My $50 bucks ebay/cheap server crashed :-) and I believe has something to do with CPU fan or power supply but would like to confirm before spending money in replacements. Does Ubuntu save such information at default logs, like faulty fan or abnormal temperature? If does, which log and which words should I check. I took a quick look and was not able to find anything but maybe I'm looking in the wrong log.

My "marvelous" machine is a Dell™ OptiPlex™ GX270.

Thanks,

softclean
January 19th, 2010, 09:40 PM
Hi there, try to see:
/var/log/kern.log

and see it contents.

It was just one time, or it crashes after some kind of event (starting a program, ...) ?

tgalati4
January 22nd, 2010, 05:35 AM
Power supplies were problematic on Dell business machines. Do a search on your model and you will probably find lots of failure modes. Cheap capacitors or mosfets usually fail just beyond the warranty period.

Hardware failures often don't show up in the software logs unless you are running a special monitoring daemon.

For Dell servers (e.g. poweredge) I'm running OMSA--Dell's openmanage server administration. It has been ported from Red Hat to Debian and seems to work OK on Ubuntu Hardy Server. You get messages such as:

Tue Mar 16 16:37:00 2004 Log cleared
Status: Critical Tue Apr 6 09:47:39 2004 Cover Intrusion sensor detected an intrusion
Status: OK Tue Apr 6 09:47:45 2004 Cover Intrusion sensor return to normal
Status: Non-Critical Thu Apr 17 14:38:07 2008 ECC Single Bit Fault detected - Bank 2, DIMM A
Status: Non-Critical Thu Apr 17 14:38:07 2008 ECC Single Bit Fault detected - Bank 2, DIMM A
Status: Non-Critical Mon Jan 4 19:46:27 2010 Ambient temperature sensor detected a warning (10.0 C)
Status: Critical System Boot CPU 1 processor sensor CPU missing
Status: Critical System Boot CPU 1 processor sensor CPU missing
Status: Critical System Boot CPU 1 processor sensor CPU missing
Status: Critical System Boot CPU 1 processor sensor CPU missing
Status: OK Mon Jan 4 19:46:36 2010 Ambient temperature sensor returned to normal (11.0 C)
Status: Non-Critical Mon Jan 4 19:47:05 2010 Ambient temperature sensor detected a warning (10.0 C)
Status: OK Mon Jan 4 19:50:02 2010 Ambient temperature sensor returned to normal (11.0 C)
Status: Non-Critical Mon Jan 4 19:50:31 2010 Ambient temperature sensor detected a warning (10.0 C)
Status: OK Mon Jan 4 19:50:49 2010 Ambient temperature sensor returned to normal (11.0 C)
Status: Non-Critical Mon Jan 4 19:50:59 2010 Ambient temperature sensor detected a warning (10.0 C)
Status: Non-Critical Mon Jan 4 20:40:08 2010 BP Bottom Temp temperature sensor detected a warning (9.0 C)
Status: OK Tue Jan 5 08:55:50 2010 Ambient temperature sensor returned to normal (11.0 C)
Status: Non-Critical Tue Jan 5 08:56:09 2010 Ambient temperature sensor detected a warning (10.0 C)
Status: OK Tue Jan 5 08:56:18 2010 Ambient temperature sensor returned to normal (11.0 C)
Status: OK Tue Jan 5 16:40:40 2010 CPU Planar temperature sensor returned to normal (11.0 C)
Status: Non-Critical System Boot BP Bottom Temp temperature sensor detected a warning (9.0 C)
Status: Non-Critical System Boot Ambient temperature sensor detected a warning (9.0 C)
Status: Non-Critical System Boot CPU Planar temperature sensor detected a warning (7.0 C)

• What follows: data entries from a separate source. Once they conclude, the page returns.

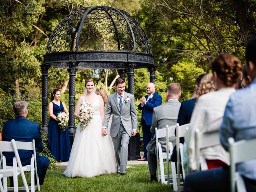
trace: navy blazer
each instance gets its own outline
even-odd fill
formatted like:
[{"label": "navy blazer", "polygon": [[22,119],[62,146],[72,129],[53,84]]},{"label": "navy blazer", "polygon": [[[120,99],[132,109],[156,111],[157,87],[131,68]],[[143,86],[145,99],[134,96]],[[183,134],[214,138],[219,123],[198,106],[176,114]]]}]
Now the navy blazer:
[{"label": "navy blazer", "polygon": [[[180,125],[184,125],[190,122],[192,112],[196,102],[196,99],[194,98],[181,102],[177,120],[177,123],[178,123]],[[176,136],[176,129],[175,129],[175,136]],[[184,143],[184,137],[180,138],[180,143]],[[171,161],[172,162],[177,162],[176,152],[176,146],[175,146],[173,148],[172,154],[171,156]]]},{"label": "navy blazer", "polygon": [[177,122],[180,124],[180,126],[189,123],[190,122],[192,112],[196,101],[196,99],[194,98],[181,102],[177,120]]},{"label": "navy blazer", "polygon": [[[43,150],[44,146],[38,123],[28,120],[23,116],[17,117],[16,119],[4,123],[2,138],[4,141],[11,141],[14,139],[15,141],[30,142],[34,139],[37,161],[38,162],[39,152]],[[33,151],[19,150],[18,151],[22,166],[30,164]],[[4,155],[6,158],[7,166],[12,166],[12,159],[15,156],[14,153],[5,152]]]},{"label": "navy blazer", "polygon": [[[148,99],[148,95],[145,96],[146,100]],[[141,124],[143,121],[143,116],[145,118],[145,122],[148,125],[152,124],[152,116],[154,107],[157,107],[162,104],[162,97],[156,92],[153,94],[153,97],[148,101],[143,107],[140,104],[138,106],[139,110],[142,110],[141,114]]]}]

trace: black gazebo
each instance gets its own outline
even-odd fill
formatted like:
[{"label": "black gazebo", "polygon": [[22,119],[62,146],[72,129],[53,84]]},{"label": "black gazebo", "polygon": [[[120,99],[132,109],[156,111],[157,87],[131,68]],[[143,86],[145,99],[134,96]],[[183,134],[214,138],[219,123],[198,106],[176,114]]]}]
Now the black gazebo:
[{"label": "black gazebo", "polygon": [[74,136],[75,80],[79,69],[112,69],[124,78],[134,94],[134,70],[147,68],[154,83],[156,67],[148,36],[140,24],[124,11],[107,6],[87,7],[64,18],[51,34],[44,56],[42,72],[42,132],[48,131],[48,79],[50,67],[69,73],[71,142]]}]

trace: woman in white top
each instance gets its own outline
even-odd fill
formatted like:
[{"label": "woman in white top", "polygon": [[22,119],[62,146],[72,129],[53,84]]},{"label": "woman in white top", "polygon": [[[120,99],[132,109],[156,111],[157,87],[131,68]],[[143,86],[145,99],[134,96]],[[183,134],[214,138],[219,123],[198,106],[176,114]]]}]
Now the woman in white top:
[{"label": "woman in white top", "polygon": [[[242,66],[235,56],[222,54],[211,63],[213,81],[216,91],[200,96],[192,114],[190,127],[185,136],[187,145],[188,160],[192,170],[197,169],[195,154],[196,129],[201,133],[218,130],[222,122],[226,106],[230,95],[240,79]],[[201,150],[201,155],[206,160],[208,168],[229,165],[228,153],[221,145]]]}]

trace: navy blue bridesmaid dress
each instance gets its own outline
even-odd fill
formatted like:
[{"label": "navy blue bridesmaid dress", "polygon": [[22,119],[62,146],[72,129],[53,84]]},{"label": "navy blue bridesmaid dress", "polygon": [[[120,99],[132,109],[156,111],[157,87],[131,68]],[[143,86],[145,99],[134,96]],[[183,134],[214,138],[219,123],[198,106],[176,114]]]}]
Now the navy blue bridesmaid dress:
[{"label": "navy blue bridesmaid dress", "polygon": [[[53,114],[57,117],[58,113],[64,111],[63,105],[61,101],[60,106],[52,102]],[[58,127],[57,121],[50,117],[48,125],[48,148],[58,161],[68,161],[71,151],[68,128],[62,131]]]}]

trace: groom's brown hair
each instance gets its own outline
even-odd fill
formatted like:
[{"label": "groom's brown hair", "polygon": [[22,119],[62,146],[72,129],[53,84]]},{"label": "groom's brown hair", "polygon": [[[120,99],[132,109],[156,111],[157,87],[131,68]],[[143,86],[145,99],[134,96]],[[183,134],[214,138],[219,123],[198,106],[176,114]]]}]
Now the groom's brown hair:
[{"label": "groom's brown hair", "polygon": [[117,85],[118,84],[122,84],[122,83],[125,83],[125,81],[124,79],[122,79],[120,77],[118,77],[117,79],[116,80],[116,82],[115,82],[115,85],[117,86]]}]

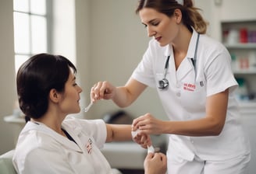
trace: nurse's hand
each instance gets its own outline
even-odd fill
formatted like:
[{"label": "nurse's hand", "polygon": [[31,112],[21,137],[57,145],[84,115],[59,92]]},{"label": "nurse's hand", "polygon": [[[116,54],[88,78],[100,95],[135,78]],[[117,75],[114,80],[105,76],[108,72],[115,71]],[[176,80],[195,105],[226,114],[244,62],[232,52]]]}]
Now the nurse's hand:
[{"label": "nurse's hand", "polygon": [[[135,131],[136,130],[133,130]],[[148,146],[151,146],[152,144],[150,135],[141,134],[140,131],[134,137],[133,137],[133,140],[144,148],[148,148]]]},{"label": "nurse's hand", "polygon": [[142,134],[161,134],[164,121],[155,118],[151,113],[146,113],[133,120],[132,127],[139,129]]},{"label": "nurse's hand", "polygon": [[162,153],[149,153],[144,162],[145,174],[165,174],[167,170],[167,158]]},{"label": "nurse's hand", "polygon": [[116,88],[108,82],[98,82],[91,89],[91,99],[94,103],[99,99],[111,99]]}]

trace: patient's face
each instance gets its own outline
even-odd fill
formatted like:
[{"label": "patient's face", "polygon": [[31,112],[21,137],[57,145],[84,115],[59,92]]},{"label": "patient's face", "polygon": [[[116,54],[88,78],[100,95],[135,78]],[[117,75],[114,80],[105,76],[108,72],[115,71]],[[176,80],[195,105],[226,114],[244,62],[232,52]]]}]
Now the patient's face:
[{"label": "patient's face", "polygon": [[80,93],[82,89],[76,82],[76,76],[70,71],[68,81],[65,84],[65,91],[61,94],[59,103],[61,111],[66,114],[76,113],[80,111]]}]

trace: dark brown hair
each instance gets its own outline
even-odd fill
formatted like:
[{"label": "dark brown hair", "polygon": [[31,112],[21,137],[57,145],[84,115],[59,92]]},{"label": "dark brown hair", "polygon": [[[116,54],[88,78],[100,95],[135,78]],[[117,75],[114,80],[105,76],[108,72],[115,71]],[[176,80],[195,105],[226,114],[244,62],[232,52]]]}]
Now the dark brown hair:
[{"label": "dark brown hair", "polygon": [[194,6],[192,0],[183,0],[183,5],[176,0],[139,0],[136,13],[138,14],[144,8],[154,9],[169,17],[172,16],[175,9],[179,9],[183,15],[183,23],[188,30],[192,31],[193,26],[199,33],[206,33],[207,23],[198,12],[200,9]]},{"label": "dark brown hair", "polygon": [[50,90],[62,92],[70,68],[76,67],[61,55],[39,54],[31,57],[18,70],[17,93],[20,110],[30,118],[40,118],[48,110]]}]

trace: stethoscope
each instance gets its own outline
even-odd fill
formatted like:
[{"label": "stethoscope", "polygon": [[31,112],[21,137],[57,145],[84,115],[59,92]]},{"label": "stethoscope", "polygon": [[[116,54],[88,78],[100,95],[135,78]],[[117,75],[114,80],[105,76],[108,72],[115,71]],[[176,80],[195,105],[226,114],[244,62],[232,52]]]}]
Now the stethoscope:
[{"label": "stethoscope", "polygon": [[[197,33],[196,48],[195,48],[195,50],[194,50],[194,57],[191,59],[192,64],[193,64],[194,69],[194,73],[195,73],[194,78],[196,78],[196,77],[197,77],[196,63],[197,63],[197,54],[199,35],[200,34]],[[159,85],[158,89],[167,89],[167,87],[169,86],[169,81],[166,79],[166,75],[167,75],[167,70],[168,70],[168,68],[169,68],[169,59],[170,59],[170,55],[169,55],[167,57],[167,59],[166,59],[166,61],[165,61],[165,69],[164,69],[164,78],[162,80],[158,81],[158,85]]]}]

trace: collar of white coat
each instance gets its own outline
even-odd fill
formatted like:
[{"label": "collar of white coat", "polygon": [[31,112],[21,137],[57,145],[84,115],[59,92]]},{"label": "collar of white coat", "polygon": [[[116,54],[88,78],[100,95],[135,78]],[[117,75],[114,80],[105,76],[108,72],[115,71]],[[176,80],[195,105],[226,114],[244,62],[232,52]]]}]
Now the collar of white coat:
[{"label": "collar of white coat", "polygon": [[[196,44],[197,44],[197,32],[191,26],[191,28],[193,29],[193,33],[192,33],[192,37],[188,46],[188,50],[187,50],[187,58],[194,58],[194,52],[196,50]],[[165,56],[166,56],[166,57],[170,55],[170,54],[172,52],[172,47],[169,46],[169,47],[166,47],[166,50],[165,51]]]},{"label": "collar of white coat", "polygon": [[[62,144],[63,146],[68,147],[69,149],[73,149],[74,151],[76,151],[78,152],[83,152],[83,150],[80,147],[80,141],[77,140],[76,136],[74,136],[69,130],[68,130],[68,127],[63,127],[69,134],[70,136],[76,141],[77,144],[76,144],[73,141],[67,141],[67,138],[63,137],[62,135],[58,134],[50,127],[47,127],[42,123],[33,123],[33,122],[27,122],[25,127],[22,130],[21,134],[24,134],[29,130],[37,130],[43,134],[45,134],[47,136],[52,137],[55,140],[56,140],[59,143]],[[76,133],[75,133],[76,134]]]}]

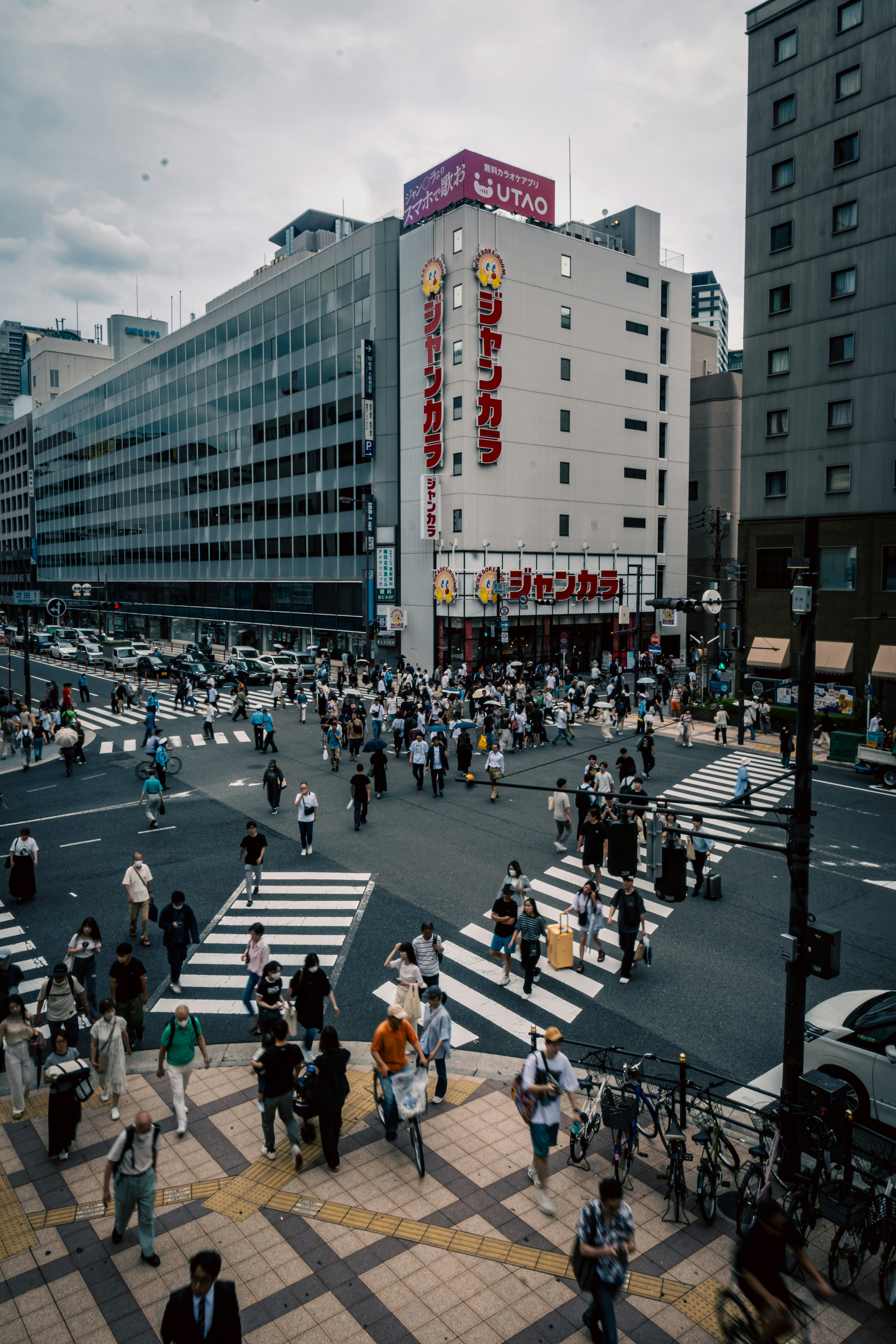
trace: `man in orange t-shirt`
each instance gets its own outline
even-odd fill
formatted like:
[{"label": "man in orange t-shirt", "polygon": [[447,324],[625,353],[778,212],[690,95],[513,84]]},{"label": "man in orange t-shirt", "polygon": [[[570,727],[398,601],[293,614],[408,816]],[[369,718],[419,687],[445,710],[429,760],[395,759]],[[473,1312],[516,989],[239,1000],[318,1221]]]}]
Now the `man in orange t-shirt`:
[{"label": "man in orange t-shirt", "polygon": [[406,1054],[408,1044],[414,1046],[420,1064],[426,1068],[426,1055],[420,1050],[420,1043],[408,1021],[407,1013],[400,1004],[390,1004],[386,1021],[379,1024],[371,1043],[371,1054],[383,1087],[386,1137],[390,1141],[395,1140],[398,1133],[398,1103],[392,1090],[392,1077],[394,1074],[403,1074],[411,1067]]}]

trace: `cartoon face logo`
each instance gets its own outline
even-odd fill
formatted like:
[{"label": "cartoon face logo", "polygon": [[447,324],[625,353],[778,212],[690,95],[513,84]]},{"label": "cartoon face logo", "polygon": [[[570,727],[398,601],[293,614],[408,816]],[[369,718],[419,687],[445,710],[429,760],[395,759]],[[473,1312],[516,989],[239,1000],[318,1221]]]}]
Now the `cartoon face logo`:
[{"label": "cartoon face logo", "polygon": [[473,270],[480,285],[486,289],[500,289],[504,280],[504,262],[496,251],[484,250],[477,253]]},{"label": "cartoon face logo", "polygon": [[427,298],[434,298],[441,292],[443,280],[445,262],[441,257],[430,257],[420,276],[420,285]]},{"label": "cartoon face logo", "polygon": [[498,571],[497,570],[480,570],[476,575],[476,595],[480,602],[486,606],[489,602],[497,602],[498,599]]},{"label": "cartoon face logo", "polygon": [[433,578],[433,590],[435,593],[437,602],[453,602],[457,595],[457,578],[454,571],[449,569],[441,569],[435,571]]}]

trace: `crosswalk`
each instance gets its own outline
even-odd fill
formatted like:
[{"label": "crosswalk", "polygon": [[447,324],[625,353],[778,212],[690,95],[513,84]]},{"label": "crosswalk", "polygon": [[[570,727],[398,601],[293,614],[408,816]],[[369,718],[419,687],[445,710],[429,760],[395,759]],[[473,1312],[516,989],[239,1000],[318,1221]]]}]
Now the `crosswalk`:
[{"label": "crosswalk", "polygon": [[372,890],[369,872],[265,870],[251,907],[240,883],[184,962],[183,993],[163,993],[150,1012],[171,1016],[179,1004],[187,1004],[200,1017],[246,1016],[240,1000],[247,973],[239,958],[254,923],[265,926],[265,942],[271,960],[283,968],[283,981],[293,977],[309,952],[316,952],[332,974],[348,954]]}]

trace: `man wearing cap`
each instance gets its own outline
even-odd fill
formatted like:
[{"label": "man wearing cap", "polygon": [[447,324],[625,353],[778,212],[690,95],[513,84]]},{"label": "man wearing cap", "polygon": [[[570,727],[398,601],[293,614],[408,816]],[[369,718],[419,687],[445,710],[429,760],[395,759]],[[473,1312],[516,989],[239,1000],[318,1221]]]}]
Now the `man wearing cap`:
[{"label": "man wearing cap", "polygon": [[380,1086],[383,1087],[386,1137],[390,1141],[398,1134],[398,1103],[392,1090],[392,1078],[395,1074],[403,1074],[411,1067],[406,1052],[407,1046],[414,1046],[420,1067],[426,1068],[426,1055],[420,1050],[420,1043],[407,1019],[407,1013],[400,1004],[390,1004],[386,1021],[379,1024],[371,1042],[371,1055],[373,1056],[373,1063],[380,1075]]},{"label": "man wearing cap", "polygon": [[544,1034],[544,1048],[535,1050],[523,1066],[523,1087],[537,1101],[532,1116],[532,1164],[529,1180],[535,1183],[536,1199],[543,1214],[556,1212],[548,1193],[548,1152],[556,1146],[560,1128],[560,1093],[566,1091],[572,1106],[574,1120],[580,1120],[575,1103],[576,1077],[572,1064],[560,1052],[563,1034],[559,1027],[548,1027]]},{"label": "man wearing cap", "polygon": [[64,1034],[69,1044],[77,1046],[78,1008],[75,1007],[75,997],[81,1000],[85,1017],[89,1017],[90,1008],[87,1007],[83,986],[78,984],[74,976],[69,974],[69,968],[64,961],[58,961],[52,968],[52,976],[48,980],[44,980],[40,988],[38,1011],[34,1019],[35,1027],[40,1025],[40,1009],[46,1003],[47,1021],[50,1023],[50,1039],[52,1040],[54,1036],[52,1028],[58,1027]]},{"label": "man wearing cap", "polygon": [[622,886],[610,902],[610,921],[613,921],[614,910],[619,911],[619,923],[617,927],[619,931],[619,946],[622,948],[619,984],[627,985],[631,978],[631,965],[634,962],[634,945],[638,937],[638,925],[641,925],[642,938],[647,931],[645,927],[643,900],[634,890],[634,878],[630,872],[622,874]]}]

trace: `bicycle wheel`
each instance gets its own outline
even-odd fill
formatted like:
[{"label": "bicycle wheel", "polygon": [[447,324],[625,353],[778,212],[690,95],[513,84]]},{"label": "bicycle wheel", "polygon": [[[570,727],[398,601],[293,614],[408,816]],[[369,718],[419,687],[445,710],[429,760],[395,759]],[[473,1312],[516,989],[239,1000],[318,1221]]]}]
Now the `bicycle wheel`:
[{"label": "bicycle wheel", "polygon": [[643,1093],[638,1098],[638,1129],[645,1138],[656,1138],[660,1132],[657,1113]]},{"label": "bicycle wheel", "polygon": [[719,1297],[716,1320],[725,1344],[756,1344],[752,1317],[744,1304],[727,1289]]},{"label": "bicycle wheel", "polygon": [[865,1228],[838,1227],[827,1253],[827,1277],[832,1288],[845,1293],[858,1278],[865,1259]]},{"label": "bicycle wheel", "polygon": [[889,1242],[880,1258],[877,1292],[884,1306],[896,1305],[896,1242]]},{"label": "bicycle wheel", "polygon": [[376,1114],[380,1118],[380,1124],[386,1124],[386,1106],[383,1099],[383,1083],[380,1075],[373,1070],[373,1105],[376,1106]]},{"label": "bicycle wheel", "polygon": [[752,1231],[762,1189],[762,1167],[750,1167],[737,1191],[737,1231],[742,1236]]},{"label": "bicycle wheel", "polygon": [[420,1134],[420,1122],[416,1116],[408,1120],[407,1128],[411,1132],[411,1148],[414,1149],[414,1161],[416,1163],[416,1169],[420,1176],[426,1176],[426,1163],[423,1160],[423,1136]]},{"label": "bicycle wheel", "polygon": [[700,1183],[697,1185],[697,1206],[704,1223],[709,1226],[716,1216],[719,1168],[713,1171],[708,1160],[705,1160],[705,1167],[701,1163],[701,1168]]}]

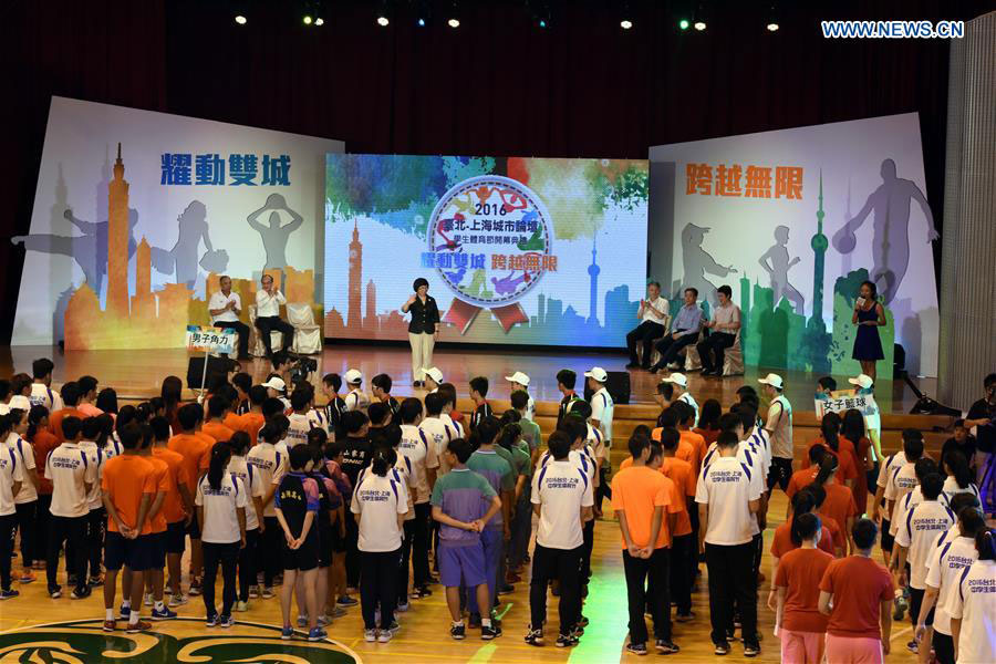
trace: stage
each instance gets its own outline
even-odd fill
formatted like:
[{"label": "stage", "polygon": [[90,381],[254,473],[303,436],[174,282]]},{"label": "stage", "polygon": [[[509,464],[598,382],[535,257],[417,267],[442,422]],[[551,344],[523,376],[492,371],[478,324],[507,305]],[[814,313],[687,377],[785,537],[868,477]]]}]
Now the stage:
[{"label": "stage", "polygon": [[[185,349],[135,350],[135,351],[68,351],[58,346],[7,346],[0,349],[0,375],[12,375],[18,372],[31,373],[31,362],[38,357],[51,357],[55,363],[53,384],[61,385],[82,375],[96,376],[101,386],[113,386],[118,398],[144,400],[156,396],[163,378],[177,375],[186,386],[187,359]],[[424,391],[412,386],[412,362],[407,345],[363,345],[341,342],[325,344],[321,355],[313,355],[318,361],[318,372],[312,376],[315,386],[326,373],[344,374],[347,369],[359,369],[365,378],[364,386],[370,387],[370,380],[378,373],[386,373],[394,380],[391,393],[397,397],[421,395]],[[457,345],[436,346],[434,364],[443,372],[447,382],[457,387],[457,394],[466,398],[469,393],[468,381],[474,376],[486,376],[490,381],[488,397],[507,400],[509,385],[505,376],[521,371],[530,377],[529,392],[538,402],[559,402],[557,391],[557,372],[570,369],[578,373],[578,392],[583,391],[583,373],[592,366],[601,366],[605,371],[626,371],[626,355],[623,351],[610,352],[568,352],[568,351],[530,351],[518,352],[515,346],[496,346],[494,351],[465,350]],[[242,363],[242,371],[252,374],[253,381],[262,382],[270,371],[270,363],[262,357]],[[796,413],[813,409],[816,381],[820,377],[801,371],[787,371],[765,367],[747,367],[743,376],[718,378],[702,376],[691,372],[688,388],[699,404],[708,398],[718,400],[724,408],[736,401],[736,391],[741,385],[757,384],[758,377],[768,372],[780,374],[785,378],[785,393],[792,403]],[[843,390],[849,376],[834,376]],[[653,405],[654,388],[661,376],[649,372],[630,371],[631,404]],[[935,394],[936,378],[913,378],[921,392]],[[193,396],[193,394],[191,394]],[[321,398],[321,397],[320,397]],[[902,415],[910,412],[916,403],[916,396],[903,381],[880,380],[875,391],[883,413]]]}]

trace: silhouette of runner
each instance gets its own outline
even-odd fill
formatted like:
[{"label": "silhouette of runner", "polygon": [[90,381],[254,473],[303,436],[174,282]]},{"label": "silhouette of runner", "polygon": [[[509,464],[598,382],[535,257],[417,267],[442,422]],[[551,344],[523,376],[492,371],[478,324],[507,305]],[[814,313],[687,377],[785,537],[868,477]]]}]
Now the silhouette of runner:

You can try running it on an Optiplex, but omsa gathers data from on-board server monitoring hardware. This is data that is stored in the monitoring BIOS. You can drill down through all of the hardware from a secure webpage and see what is going on. With 7 fans in a poweredge, if one is out of range, you will know about it.

For a desktop, lm-sensors, hddtemp, smartmontools and probably others can all be set to log data at intervals. Gnome desktop has a monitoring applet that also logs data and sends emails/alerts when values are out of bounds.

If you really want to get serious about running a server, look for a used poweredge. There are lots of them around in tower and rack configurations.